Ben Elton’s juggernaut Queen musical is still the mindless fun it intended to be – but the real reason to see this new production is its young star
We Will Rock You has done a cracking trade peddling mindless fun. It opened at London’s Dominion Theatre in 2002 to mixed reviews, but ran there for a massive 12 years. It’s been seen in Moscow, Tokyo, Berlin, on a cruise ship, in Las Vegas – but notably, not Broadway. It first touched down in Oz in 2004, where it took out took out five Helpmann Awards.
This new production is actually a little stronger than the 2004 iteration – but it nevertheless creaks under the weight of dated references and its poorly-executed book.
The story is by Ben Elton, who has written, among other things, 15 novels, TV shows including Blackadder and The Young Ones, and Phantom of the Opera sequel Love Never Dies. It takes place on the planet once known as Earth, now an iPlanet run by the powerful Globalsoft Corporation, whose undisputed leader, Killer Queen (played here by Casey Donovan), is a video game character brought to life. All music, except that created by the corporation, is banned. Making or playing musical instruments is forbidden. Since the musical is held together by the songs of legendary rock band Queen, it’s a pretty safe bet that these restrictions will be overturned in the end by our hero, a dreamer named Galileo (Gareth Keegan, in a generally empty, well-intentioned performance that never quite soars) and his reluctant partner in crime Scaramouche (the stunning Erin Clare).
Everything about the show is just enough to get by. It rests on its laurels and on its already-a-hit songs – and it’s a formula that has worked for plenty of shows since musical theatre took off: not just shows like Jersey Boys, featuring the music of one artist, but shows like Cole Porter’s Anything Goes (1934) and Paris (1928), which worked the composer’s popular songs in with his new musical theatre numbers.
We Will Rock You has familiar story beats – the hero’s journey – and reasonably high stakes. That the writing is poor and the tech references are dated (except for some cringey updates about Twitter) doesn’t matter – it feels like it might be a good story, and there are plenty of bright lights and pyrotechnics to convince you. The songs don’t always make sense in place with the book, but they’re brilliant songs, so many won’t care whether they make dramaturgical sense. (And the show does make more sense, in its revised form, than when it was last in Sydney: the addition of ‘You’re My Best Friend’ allows the relationship between Galileo and Scaramouche to evolve in a more organic and pleasing way, and brings out a glimmer of a storyline – loneliness in a life lived online – that is genuinely interesting).

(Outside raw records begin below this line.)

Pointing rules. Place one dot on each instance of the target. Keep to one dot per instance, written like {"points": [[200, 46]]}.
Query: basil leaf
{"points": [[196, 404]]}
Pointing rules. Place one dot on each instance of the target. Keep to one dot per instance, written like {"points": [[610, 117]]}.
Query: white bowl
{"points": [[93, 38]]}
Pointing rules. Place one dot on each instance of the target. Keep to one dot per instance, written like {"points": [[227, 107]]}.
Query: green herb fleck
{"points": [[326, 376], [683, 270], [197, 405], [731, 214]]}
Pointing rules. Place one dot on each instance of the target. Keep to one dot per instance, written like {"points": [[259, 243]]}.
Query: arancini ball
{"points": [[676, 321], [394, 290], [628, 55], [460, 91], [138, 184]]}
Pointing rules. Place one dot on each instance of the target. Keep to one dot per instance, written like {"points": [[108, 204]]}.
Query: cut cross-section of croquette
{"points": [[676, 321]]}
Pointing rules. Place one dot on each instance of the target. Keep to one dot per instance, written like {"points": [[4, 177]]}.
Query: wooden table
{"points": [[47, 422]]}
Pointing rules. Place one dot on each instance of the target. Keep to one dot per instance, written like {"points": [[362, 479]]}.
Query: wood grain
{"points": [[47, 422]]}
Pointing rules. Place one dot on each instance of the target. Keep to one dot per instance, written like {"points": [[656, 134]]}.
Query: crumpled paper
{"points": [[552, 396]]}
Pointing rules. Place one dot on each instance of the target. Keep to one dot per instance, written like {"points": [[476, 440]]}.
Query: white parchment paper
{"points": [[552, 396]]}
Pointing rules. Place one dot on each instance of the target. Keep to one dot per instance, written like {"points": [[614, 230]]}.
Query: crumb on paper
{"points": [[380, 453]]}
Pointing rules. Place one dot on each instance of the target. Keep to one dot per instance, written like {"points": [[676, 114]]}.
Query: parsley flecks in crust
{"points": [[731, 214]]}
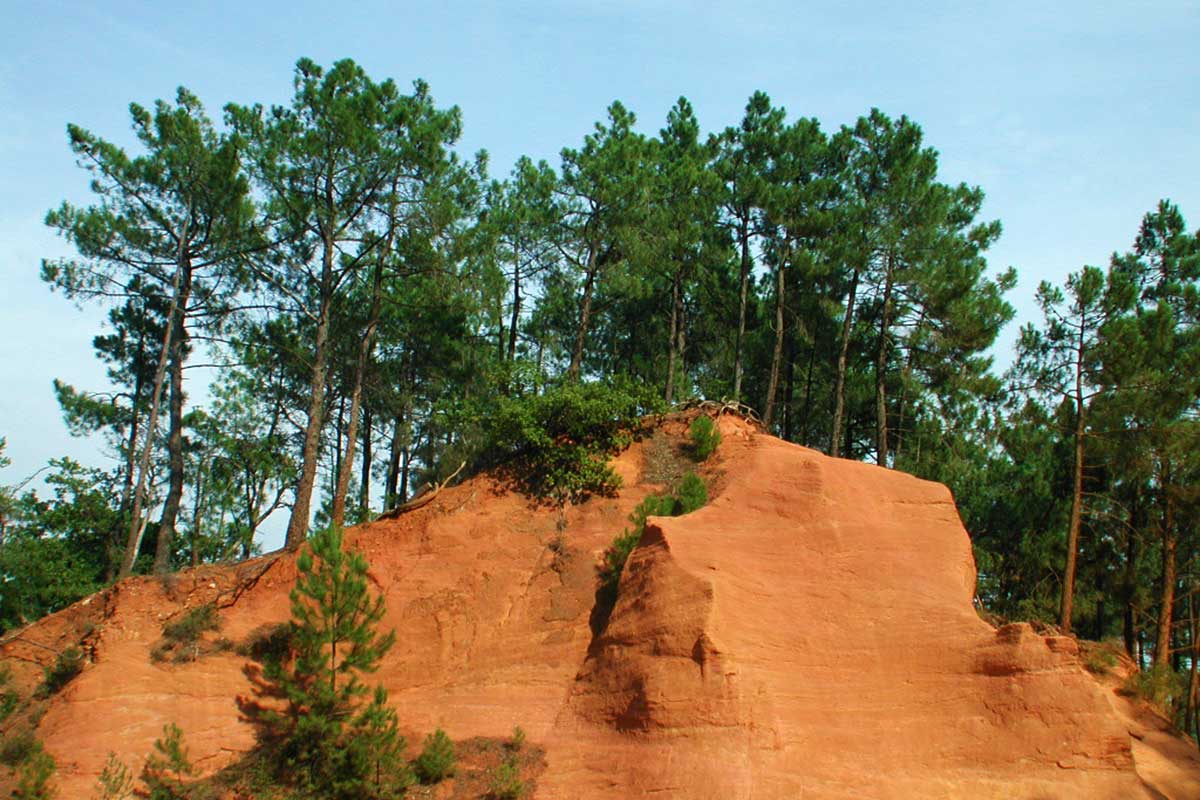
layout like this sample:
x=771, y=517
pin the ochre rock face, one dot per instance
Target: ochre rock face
x=809, y=633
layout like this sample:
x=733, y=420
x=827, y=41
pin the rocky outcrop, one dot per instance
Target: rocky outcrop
x=809, y=633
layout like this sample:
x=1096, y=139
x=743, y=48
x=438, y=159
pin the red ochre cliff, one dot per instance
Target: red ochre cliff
x=808, y=633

But if you accept We Will Rock You on its own terms – as fun rather than art – then you’ll probably have a great time. And the audience on opening night did: they cheered at a reference to ’80s Aussie rockers the Uncanny X-Men whose frontman, Brian Mannix, plays an aging Bohemian onstage; they got a kick out of rousing old songs sung well, as when Casey Donovan dominated ‘Another One Bites The Dust.’
Perhaps the main obstacle between the audience and a good time is the sound mix: voices are lost too often in poor balance with the (generally fantastic) band – and when most of the cast are excellent rock vocalists, that is a real shame. No one should miss a note of Jaz Flowers’ feisty bohemian Oz, who brings a rowdy crowd to quiet and tears with her rendition of ‘No One But You.’ It’s an issue that may be resolved into the season.
The best and most compelling reason to see this iteration of We Will Rock You, though, is to see a star in her breakthrough role. Erin Clare has only a handful of credits to her name, including a supporting role in Heathers at the Hayes Theatre and the title role in Bonnie Lythgoe’s Snow White pantomime. Here she takes on a leading role that is vocally demanding (she all but raises the roof with a stormy, gorgeously complex ‘Somebody To Love’ within the first few minutes she’s onstage) and arguably requires the most acting of all the parts. As a young woman furious at the world and its limitations, Scaramouche is quick with insults, and Clare’s deadpan delivery of these makes it all the more exciting as her character slowly starts to consider that she might like – and maybe love – the dreamer Galileo.
Expect to see Clare in all your favourite shows in 2017 and beyond – and enjoy being able to say you saw her in those electric moments when she opened her mouth and bewitched us all for the first time.
The rest is just window-dressing and rock and roll.